Infelizmente, poucos criacionistas da Terra velha escreveram sobre os pais da igreja e o pouco que escreveram é, muitas vezes, de baixa qualidade (com Stanley Jaki como uma exceção notável). [6] Esta escassez de recursos sólidos é parte do que me motivou a pesquisar esta questão por mim mesmo.

Com base na minha própria pesquisa, nenhum pai da igreja primitiva ensinou qualquer forma de visão da era diurna ou de uma Terra com mais de 10.000 anos. Na verdade, as primeiras pessoas que posso identificar claramente como ensinadoras da visão da Terra velha são Isaac Newton e Thomas Burnet, no final do século XVII. Isto parece ser um golpe fatal para o criacionismo da Terra velha e uma forte justificação da posição de Mook, mas um exame mais atento mostra o contrário.

Problemas com o Uso dos Pais da Igreja Primitiva pelos defensores da Terra Jovem

Embora Mook tenha muitas críticas válidas ao uso dos pais da igreja pelos criacionistas da Terra velha, o que dizer de suas próprias afirmações? Será que os pais realmente apoiam a sua visão da Terra jovem? Ele representa com precisão suas posições?

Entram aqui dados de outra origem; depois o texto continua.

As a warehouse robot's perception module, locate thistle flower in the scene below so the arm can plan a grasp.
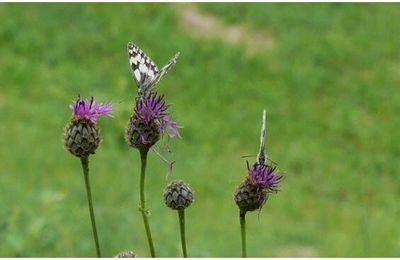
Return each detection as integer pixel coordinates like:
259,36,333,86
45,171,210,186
234,110,282,257
164,181,193,257
64,96,112,158
249,163,283,192
64,96,112,257
125,93,180,150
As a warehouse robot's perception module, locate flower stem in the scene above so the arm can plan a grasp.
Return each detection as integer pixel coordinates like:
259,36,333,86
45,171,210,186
178,209,187,257
140,149,156,257
81,157,101,257
240,211,247,257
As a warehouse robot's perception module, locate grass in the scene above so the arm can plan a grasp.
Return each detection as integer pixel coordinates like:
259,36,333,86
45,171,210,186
0,3,400,257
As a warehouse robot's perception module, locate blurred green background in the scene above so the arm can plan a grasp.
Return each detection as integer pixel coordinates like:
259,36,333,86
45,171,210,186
0,3,400,257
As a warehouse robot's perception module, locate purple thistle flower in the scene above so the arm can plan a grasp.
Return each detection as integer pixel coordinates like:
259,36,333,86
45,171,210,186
134,93,181,138
249,163,283,192
134,93,168,123
69,96,112,123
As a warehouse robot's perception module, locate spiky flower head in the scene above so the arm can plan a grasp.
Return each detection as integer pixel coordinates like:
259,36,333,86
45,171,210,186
164,181,193,210
234,178,268,213
64,97,112,158
234,110,282,213
115,251,136,258
249,163,282,192
69,96,112,123
125,93,180,149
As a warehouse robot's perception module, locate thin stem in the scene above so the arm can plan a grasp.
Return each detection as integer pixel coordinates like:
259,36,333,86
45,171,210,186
240,212,247,257
178,209,187,257
140,149,156,257
81,157,101,257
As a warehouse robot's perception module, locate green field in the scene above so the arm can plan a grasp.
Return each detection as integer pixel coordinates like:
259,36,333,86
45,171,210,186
0,3,400,257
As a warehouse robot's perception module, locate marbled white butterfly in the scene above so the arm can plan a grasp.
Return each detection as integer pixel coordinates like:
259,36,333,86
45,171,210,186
128,42,179,96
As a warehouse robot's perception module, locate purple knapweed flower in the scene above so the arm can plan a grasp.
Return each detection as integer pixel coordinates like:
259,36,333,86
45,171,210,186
249,163,283,192
69,97,112,123
125,93,180,149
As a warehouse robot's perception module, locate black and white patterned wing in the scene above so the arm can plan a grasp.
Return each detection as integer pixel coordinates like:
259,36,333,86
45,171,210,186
128,42,159,94
150,52,180,88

Mook faz um trabalho admirável ao documentar afirmações específicas feitas por pais individuais (e assim evitando a armadilha em que muitos criacionistas da Terra velha caem frequentemente), mas não consegue olhar mais profundamente para os fatores subjacentes que ajudaram a moldar as suas interpretações. Em vez disso, ele apresenta uma análise extremamente unilateral dos fatores bíblicos e não bíblicos que moldam as interpretações dos pais, a fim de apoiar a sua própria conclusão desejada. Infelizmente, descobri que esta é uma falha muito comum no uso da patrística na Terra jovem (com Bradshaw como uma notável exceção). Consequentemente, a maioria das tentativas de usar os pais da igreja, tanto por parte dos criacionistas da Terra antiga como da Terra jovem, são seriamente falhas, apenas de maneiras diferentes.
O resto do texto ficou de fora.